セカンド・ラブをあなたと
「結婚、したんですよね?でも昼間だし、コーヒーくらいなら誘ってもだいじょうぶですか?」

気を遣える人なんだな、って思った。私は一緒にいることを学校関係者に見られるほうが誤解されそうで気になるのに、河野先生は既婚者とふたりってことが気になるんだ。

高校の話ができそうな期待もあって、まだ荒天でもないし、時間も早いし、お茶くらいならって思った。
「だいじょうぶですよ」
学校から少し離れたカフェに入って、ふたりともコーヒーを注文した。

正面に座って失礼のない程度にしっかり見た。
キリッとした目元、たいてい機嫌よさげに微笑む口元、髪はサラッと額にかかっている。今風の若者。
教職だけど、格好はさすがに若い先生。黒に近い灰色のジャケットが似合ってる。
背も高かったよね。180くらいあったんじゃない?
この人の高校生時代…?

河野…河野…と思い出そうとしたんだけど、やっぱり無理だった。
ひとりだけ、名前を知らないまま、可能性を考える人はいるんだけど、違ったら失礼だし…。
コーヒーを置いた店員さんが行ってから謝った。

「ごめんなさい。委員会か何で一緒でした?」
「宮川さん陸上部で、俺はサッカー部だったから、校庭でもよくすれ違ったりしてるんだけど…」
敬語じゃなくなった。

「学年は?」
「俺のが1個下」
年下…。やっぱり、あのときの…。

「もしかして、あのときの?」
「思い出してくれた?」

あのときの、というのは、靴箱で知らない男子に声をかけられた放課後のこと。もう卒業間近だった。
何かの用事で遅くなってて、周りには誰もいなかった。
「俺と付き合ってもらえませんか?」
聡くんと付き合っていた私には、正直気まずいばかりで、相手の名前もきかなかったし、顔も覚えてなかった。

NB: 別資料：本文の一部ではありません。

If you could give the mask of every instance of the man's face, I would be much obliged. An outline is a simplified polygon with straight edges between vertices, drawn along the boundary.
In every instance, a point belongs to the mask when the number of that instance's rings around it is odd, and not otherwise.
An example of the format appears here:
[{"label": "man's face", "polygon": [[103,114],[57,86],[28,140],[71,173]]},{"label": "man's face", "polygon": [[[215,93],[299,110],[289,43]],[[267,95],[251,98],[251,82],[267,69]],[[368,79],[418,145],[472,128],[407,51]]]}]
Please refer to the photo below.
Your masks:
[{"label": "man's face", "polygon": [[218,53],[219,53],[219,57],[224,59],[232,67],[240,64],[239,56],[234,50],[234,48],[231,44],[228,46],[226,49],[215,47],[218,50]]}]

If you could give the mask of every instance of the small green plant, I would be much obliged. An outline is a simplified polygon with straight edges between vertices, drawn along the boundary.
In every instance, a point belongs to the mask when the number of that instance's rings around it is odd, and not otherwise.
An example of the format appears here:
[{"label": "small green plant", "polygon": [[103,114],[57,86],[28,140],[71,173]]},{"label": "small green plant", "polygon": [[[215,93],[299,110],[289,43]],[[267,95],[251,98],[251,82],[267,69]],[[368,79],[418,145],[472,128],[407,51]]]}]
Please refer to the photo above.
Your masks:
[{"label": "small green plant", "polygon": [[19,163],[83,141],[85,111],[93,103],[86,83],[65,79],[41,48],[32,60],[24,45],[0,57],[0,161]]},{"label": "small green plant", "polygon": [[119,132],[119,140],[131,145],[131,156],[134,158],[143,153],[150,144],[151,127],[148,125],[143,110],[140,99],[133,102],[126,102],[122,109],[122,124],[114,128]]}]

この人だった?印象すら重ならない。少なくとも身長はこんなじゃなかった。

「あのときはびっくりしてしまって、よく覚えてなくて…ごめんなさい」
「誠意を込めてフッてもらいました」
笑ってそう言われて、なんと返せばよいのか…。

「存在だけでも覚えてもらえてたんだからいいよ」
彼は肩をすくめてにっこりした。
「10年ぶりに会えて、びっくりしたから声かけたんだ」
「すぐわかったんですか?」
「苗字変わってたから、最初はわからなかったけど、ちゃんと顔見たらすぐわかった」
恨まれてるわけではなさそうでよかった。